Our team also won the NFL Physician Society Research Award. That's the NFL's biggest research award at the NFL Combine several years ago using these same devices, measuring muscle oxygen utilization on our patients after ACL surgery. So, we were able to help our patients recover more efficiently and safer after ACL surgery, using this wearable tech to monitor those internal parameters inside their body, so we're really excited. We've got a very comprehensive program that is testing all of these devices and now we're have different companies coming to us every day wanting us to test and validate their devices and then developing some on our own.

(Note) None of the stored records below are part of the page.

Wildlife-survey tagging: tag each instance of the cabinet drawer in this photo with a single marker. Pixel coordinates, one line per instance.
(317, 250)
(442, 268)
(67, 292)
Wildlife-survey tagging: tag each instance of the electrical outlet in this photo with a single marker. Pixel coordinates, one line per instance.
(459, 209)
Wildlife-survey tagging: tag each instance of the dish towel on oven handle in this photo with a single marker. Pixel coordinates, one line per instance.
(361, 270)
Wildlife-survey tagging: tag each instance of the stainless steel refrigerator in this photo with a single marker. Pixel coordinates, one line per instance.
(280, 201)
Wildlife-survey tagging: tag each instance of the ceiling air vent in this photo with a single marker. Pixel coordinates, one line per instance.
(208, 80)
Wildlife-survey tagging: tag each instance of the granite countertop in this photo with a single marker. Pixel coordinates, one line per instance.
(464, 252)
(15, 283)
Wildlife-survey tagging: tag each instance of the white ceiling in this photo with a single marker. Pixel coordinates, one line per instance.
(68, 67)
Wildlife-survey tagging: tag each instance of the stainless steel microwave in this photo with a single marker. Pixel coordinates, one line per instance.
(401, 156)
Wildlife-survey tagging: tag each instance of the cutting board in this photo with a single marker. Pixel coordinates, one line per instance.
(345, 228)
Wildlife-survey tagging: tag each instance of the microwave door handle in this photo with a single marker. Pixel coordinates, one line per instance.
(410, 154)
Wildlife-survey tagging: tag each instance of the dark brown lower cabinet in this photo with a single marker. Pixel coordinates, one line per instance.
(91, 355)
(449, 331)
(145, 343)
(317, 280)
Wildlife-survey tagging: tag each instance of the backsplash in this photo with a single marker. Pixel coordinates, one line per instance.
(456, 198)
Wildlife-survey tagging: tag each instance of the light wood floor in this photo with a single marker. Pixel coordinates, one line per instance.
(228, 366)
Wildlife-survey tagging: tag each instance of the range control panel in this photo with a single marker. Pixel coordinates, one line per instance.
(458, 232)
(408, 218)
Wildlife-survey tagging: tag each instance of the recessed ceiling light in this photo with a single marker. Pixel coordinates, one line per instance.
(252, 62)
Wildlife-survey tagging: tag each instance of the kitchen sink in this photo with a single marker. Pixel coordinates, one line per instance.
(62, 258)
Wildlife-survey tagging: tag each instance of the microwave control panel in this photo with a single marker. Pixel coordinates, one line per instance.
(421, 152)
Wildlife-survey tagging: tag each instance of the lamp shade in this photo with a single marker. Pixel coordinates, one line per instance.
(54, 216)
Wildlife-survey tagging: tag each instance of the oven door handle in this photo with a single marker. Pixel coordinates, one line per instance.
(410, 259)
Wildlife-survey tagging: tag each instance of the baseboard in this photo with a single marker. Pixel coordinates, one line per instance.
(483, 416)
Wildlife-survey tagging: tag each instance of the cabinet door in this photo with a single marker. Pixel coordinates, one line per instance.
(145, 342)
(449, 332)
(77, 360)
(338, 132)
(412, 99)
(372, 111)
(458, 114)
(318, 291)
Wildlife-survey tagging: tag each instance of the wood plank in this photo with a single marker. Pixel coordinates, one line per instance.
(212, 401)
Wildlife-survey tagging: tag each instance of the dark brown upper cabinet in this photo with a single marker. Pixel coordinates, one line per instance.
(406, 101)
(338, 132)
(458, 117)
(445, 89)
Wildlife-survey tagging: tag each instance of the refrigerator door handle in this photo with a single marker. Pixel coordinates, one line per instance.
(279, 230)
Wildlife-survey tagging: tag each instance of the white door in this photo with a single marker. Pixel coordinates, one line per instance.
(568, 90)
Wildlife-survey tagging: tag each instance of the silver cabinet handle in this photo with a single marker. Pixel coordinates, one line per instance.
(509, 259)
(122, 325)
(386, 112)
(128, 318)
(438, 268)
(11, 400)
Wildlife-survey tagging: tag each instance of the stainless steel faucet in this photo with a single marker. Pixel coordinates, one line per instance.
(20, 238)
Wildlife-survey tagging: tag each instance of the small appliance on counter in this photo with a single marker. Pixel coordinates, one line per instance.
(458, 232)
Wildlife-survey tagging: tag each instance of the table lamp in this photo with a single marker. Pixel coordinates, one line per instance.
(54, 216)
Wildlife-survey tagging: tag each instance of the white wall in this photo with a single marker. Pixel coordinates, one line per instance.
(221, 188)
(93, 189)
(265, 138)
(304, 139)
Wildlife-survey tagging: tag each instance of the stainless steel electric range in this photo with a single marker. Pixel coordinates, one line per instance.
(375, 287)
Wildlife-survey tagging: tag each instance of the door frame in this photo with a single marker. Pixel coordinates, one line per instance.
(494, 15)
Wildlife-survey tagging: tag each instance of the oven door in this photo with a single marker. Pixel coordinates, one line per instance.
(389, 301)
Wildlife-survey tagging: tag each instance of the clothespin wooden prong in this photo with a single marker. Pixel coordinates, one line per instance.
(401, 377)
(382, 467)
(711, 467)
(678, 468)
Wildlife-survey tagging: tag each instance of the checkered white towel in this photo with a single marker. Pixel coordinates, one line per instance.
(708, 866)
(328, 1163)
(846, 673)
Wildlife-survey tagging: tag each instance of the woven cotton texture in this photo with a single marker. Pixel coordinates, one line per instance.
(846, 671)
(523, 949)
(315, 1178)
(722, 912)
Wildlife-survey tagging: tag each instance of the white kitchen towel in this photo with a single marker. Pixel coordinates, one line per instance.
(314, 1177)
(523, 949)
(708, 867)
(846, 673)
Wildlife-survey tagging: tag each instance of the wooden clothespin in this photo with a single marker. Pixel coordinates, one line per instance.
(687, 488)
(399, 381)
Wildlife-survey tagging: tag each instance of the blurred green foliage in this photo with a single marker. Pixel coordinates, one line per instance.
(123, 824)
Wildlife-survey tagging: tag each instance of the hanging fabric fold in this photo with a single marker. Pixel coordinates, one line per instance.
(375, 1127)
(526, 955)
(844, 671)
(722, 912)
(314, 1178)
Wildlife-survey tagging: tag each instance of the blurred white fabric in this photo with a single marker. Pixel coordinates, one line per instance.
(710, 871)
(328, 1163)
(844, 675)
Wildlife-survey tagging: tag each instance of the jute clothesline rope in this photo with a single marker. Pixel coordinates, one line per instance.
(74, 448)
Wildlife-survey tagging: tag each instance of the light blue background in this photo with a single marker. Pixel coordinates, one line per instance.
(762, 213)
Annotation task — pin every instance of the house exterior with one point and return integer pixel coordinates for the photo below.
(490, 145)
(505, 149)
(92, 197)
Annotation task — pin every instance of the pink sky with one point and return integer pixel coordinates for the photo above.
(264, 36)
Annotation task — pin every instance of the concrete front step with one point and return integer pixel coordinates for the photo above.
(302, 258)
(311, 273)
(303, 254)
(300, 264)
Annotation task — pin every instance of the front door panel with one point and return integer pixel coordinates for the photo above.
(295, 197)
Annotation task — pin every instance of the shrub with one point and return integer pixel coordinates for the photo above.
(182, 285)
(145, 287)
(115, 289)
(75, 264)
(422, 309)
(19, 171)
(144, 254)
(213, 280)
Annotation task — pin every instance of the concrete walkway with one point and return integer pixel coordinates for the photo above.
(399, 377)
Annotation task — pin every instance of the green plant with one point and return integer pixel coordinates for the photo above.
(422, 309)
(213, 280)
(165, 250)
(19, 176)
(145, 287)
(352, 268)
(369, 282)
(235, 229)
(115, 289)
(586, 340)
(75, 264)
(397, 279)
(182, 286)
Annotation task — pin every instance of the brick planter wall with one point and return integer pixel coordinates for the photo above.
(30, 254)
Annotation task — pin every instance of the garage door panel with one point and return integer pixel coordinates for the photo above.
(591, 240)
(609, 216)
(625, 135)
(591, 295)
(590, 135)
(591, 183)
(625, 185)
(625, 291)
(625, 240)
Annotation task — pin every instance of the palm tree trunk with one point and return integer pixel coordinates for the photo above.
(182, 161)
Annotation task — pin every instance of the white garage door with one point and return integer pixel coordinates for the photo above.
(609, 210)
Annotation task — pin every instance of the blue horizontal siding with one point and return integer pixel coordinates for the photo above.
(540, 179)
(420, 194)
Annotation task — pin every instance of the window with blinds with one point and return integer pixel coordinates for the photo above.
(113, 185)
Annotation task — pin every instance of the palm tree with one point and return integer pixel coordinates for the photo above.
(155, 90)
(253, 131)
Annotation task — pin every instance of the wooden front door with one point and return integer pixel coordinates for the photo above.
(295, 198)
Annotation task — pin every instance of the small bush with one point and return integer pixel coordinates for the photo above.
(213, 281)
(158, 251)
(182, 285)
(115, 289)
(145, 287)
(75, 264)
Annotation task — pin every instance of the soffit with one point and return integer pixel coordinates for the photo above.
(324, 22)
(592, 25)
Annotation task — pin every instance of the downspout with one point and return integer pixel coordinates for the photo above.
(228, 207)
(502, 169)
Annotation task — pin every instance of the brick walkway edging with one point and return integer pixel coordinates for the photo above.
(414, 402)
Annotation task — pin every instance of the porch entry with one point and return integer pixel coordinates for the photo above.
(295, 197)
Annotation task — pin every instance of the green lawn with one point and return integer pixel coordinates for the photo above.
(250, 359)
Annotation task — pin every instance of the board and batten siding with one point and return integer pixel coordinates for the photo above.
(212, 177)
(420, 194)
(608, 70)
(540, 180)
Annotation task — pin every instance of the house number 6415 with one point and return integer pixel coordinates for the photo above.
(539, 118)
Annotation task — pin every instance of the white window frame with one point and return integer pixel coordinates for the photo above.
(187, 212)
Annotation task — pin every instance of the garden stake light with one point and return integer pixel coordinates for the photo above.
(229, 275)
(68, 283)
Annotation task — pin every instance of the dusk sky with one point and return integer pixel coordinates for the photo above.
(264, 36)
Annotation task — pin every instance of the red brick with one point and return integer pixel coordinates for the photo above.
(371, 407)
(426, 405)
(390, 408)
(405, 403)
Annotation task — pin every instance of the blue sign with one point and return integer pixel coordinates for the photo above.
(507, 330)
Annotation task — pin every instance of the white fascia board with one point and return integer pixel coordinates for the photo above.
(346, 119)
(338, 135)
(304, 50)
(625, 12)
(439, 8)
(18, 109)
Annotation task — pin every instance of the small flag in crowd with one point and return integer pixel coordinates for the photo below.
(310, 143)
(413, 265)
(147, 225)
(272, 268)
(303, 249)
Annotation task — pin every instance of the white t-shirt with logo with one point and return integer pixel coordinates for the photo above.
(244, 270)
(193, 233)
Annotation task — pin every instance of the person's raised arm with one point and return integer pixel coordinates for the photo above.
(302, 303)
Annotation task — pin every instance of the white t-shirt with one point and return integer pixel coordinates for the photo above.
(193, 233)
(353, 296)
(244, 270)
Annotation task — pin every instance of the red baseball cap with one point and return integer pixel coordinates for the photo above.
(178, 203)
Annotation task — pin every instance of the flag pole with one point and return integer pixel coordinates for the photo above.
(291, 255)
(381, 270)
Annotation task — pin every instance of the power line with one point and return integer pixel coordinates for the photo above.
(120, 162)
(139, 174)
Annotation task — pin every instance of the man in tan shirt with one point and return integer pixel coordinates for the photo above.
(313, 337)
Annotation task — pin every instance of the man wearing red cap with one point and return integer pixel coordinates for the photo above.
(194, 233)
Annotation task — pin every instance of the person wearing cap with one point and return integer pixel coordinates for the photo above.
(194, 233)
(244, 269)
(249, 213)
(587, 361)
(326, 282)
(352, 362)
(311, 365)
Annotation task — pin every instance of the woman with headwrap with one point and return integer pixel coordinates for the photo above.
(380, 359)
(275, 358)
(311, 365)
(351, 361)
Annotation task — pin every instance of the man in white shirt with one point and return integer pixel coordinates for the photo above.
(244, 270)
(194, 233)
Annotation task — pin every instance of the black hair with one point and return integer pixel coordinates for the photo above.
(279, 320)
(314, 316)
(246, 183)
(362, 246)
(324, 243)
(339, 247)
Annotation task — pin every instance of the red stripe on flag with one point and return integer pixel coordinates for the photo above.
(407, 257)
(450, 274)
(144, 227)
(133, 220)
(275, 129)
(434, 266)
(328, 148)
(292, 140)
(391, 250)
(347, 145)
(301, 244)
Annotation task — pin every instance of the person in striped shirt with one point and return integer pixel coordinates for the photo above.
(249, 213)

So, it's one of those great things where the level of excitement for us to go from biologics and stem cells all the way over to wearable tech and we've got a really diverse program and it allows us to have that diverse offering to our patients both in the lab and out on the field.
Daniel Simon, MD: Well, that’s really exciting. So, Jake, I'm going to give you the last question here. This is the toughest one. What's the future of sports medicine? Where is this all going? Where do you think in five years? And of course, we're seeing these funky new helmets on the football field. So, I say there's a new helmet, but what's coming down the line in sports medicine?
Jake Calcei, MD: I think what we want to do is we want to keep things safer for the athlete. We want to keep them on the field and so everything that we do focuses on that and whether it's injury prevention or getting them back to what they want to do sooner or prolonging their career. And when I talk to people about what we do with, between biologics, and then we talk about wearables, it seems like a total 180 from each other. And the reality is it's the best way that we can address our athletes and help to take care of them because one, we want to prevent injuries if we can, right? And whether that's having them use the wearables to predict injury, getting them off the field when we need to, keeping things safer, making sure that they don't get too hot when they're working out, things like that, but it may be something as simple as a preventative treatment where we're keeping their joints healthy. Maybe these injections become something that is a maintenance prevention as these joints tend to wear down over time with overuse. And so, I think that the future definitely incorporates both of these realms and one of them is the biologics, and trying to keep what you have and what you were born with and what you've lived with for so long and not just replacing it with metal and plastic or some other part of your body. And then trying to keep you on the field trying to rehab you as fast as we can in a safe manner. And so, these two realms, we kind of mix them together and it's really all for the patient to keep them doing what they want to do and what they love.
Daniel Simon, MD: Well, thank you both so much for joining me today. This has been really terrific. I'm a tennis player and luckily, I guess you'd say my wrist, elbow and shoulder is OK on the left side, but if I need some of these magical MSC's, I know where to go. I will knock on the door. So, thank you so much for joining us.
To learn more about research at University Hospitals, please visit UHhospitals.org/UHresearch.
Thank you, James and Jake.
James Voos, MD & Jake Calcei, MD: Thank you.